Agriculture, Slavery
If we look at a slave as a economic unit, you have to get more out of him economically then you put in. Only in an agrarian setting is this possible. Rome, Ottomans all had slaves. In the US South slaves were used to pick cotton. Slavery really did not have anything to do with skin color - my guess is in US it was preferred, because Africa was on one of the trade routes, plus, in a white society it was easier to identify slaves if they were in different color, that could have been another reason for black slavery in America. But otherwise there was slavery of all kinds around the Mediterranean - white or black.
[During the years of the Roman Empire a] fairly large percentage of the people living in Rome and Italy were slaves. Historians aren't sure of an exact percentage but somewhere between 20% and 30% of the people were slaves. During the early parts of the Roman Empire, as many as one third of the people in Rome were slaves.
Rifkin
Slave labor built the great pyramids of Egypt, the Great Wall of China, and the ceremonial shrines of the Mayan and Teotihuacan civilizations in the Americas. The Great Wall in China required the labor of more than a million slaves, half of whom perished in the effort. Nearly 20 percent of the population of Rome in the first few centuries A.D. were slaves.
Whereever there is agriculture, there is slavery.
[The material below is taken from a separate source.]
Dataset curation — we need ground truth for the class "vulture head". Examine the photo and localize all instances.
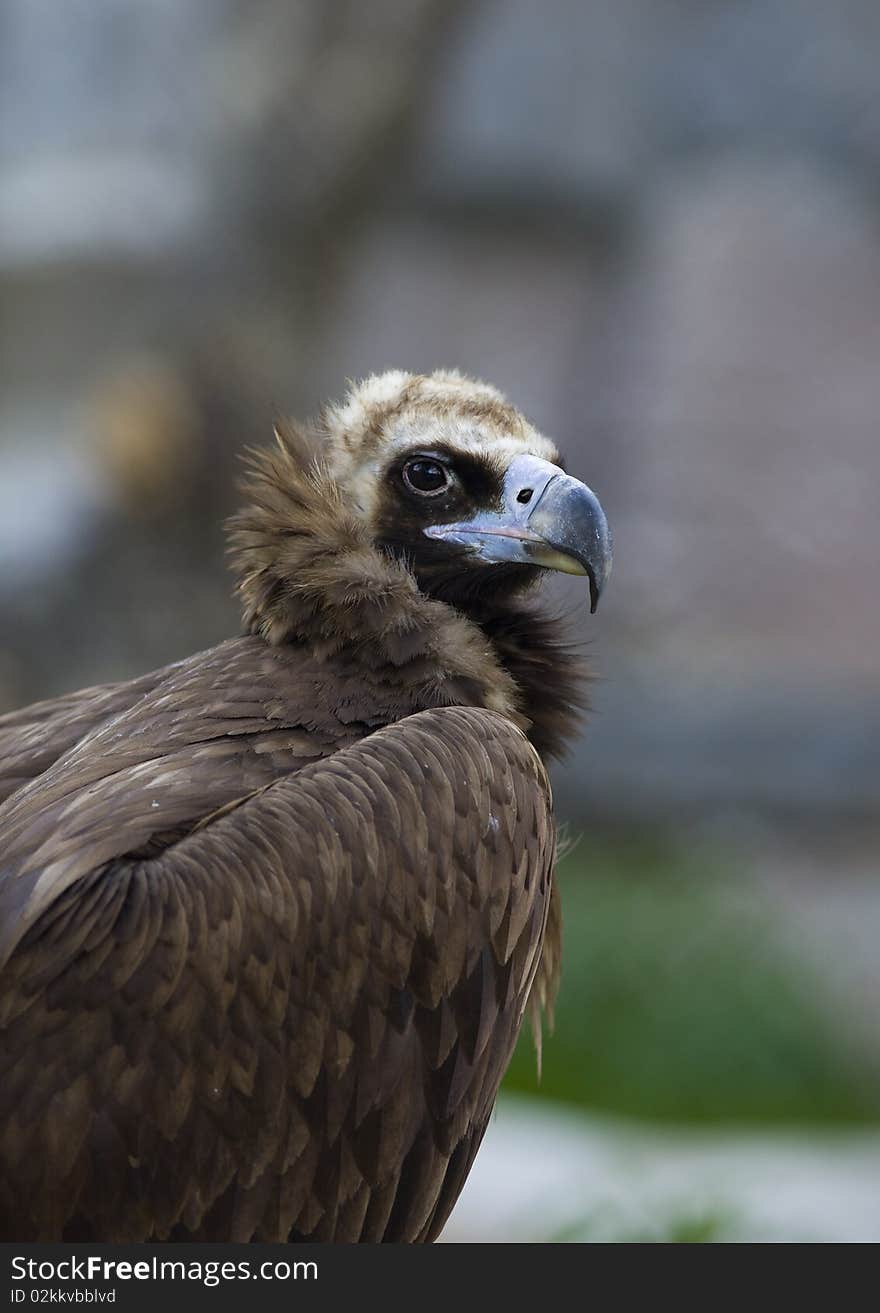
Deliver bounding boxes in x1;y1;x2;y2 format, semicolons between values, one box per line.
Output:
232;370;611;642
Think about it; could there be slavery pre-agro? Let's say you wanted to make a fellow forager a slave.. u pick a little guy, your mini-me, u smack'em around, he makes you laugh... But now you have to take care of this other person, need to hunt twice as much to obtain food. If he hunted, foraged by himself, he can't be slaved. So economically, slavery before farming makes no sense. Only through landowning, farming you can create a surplus some of which you can use to hire guards, overseers, managing labor which then creates even more surplus.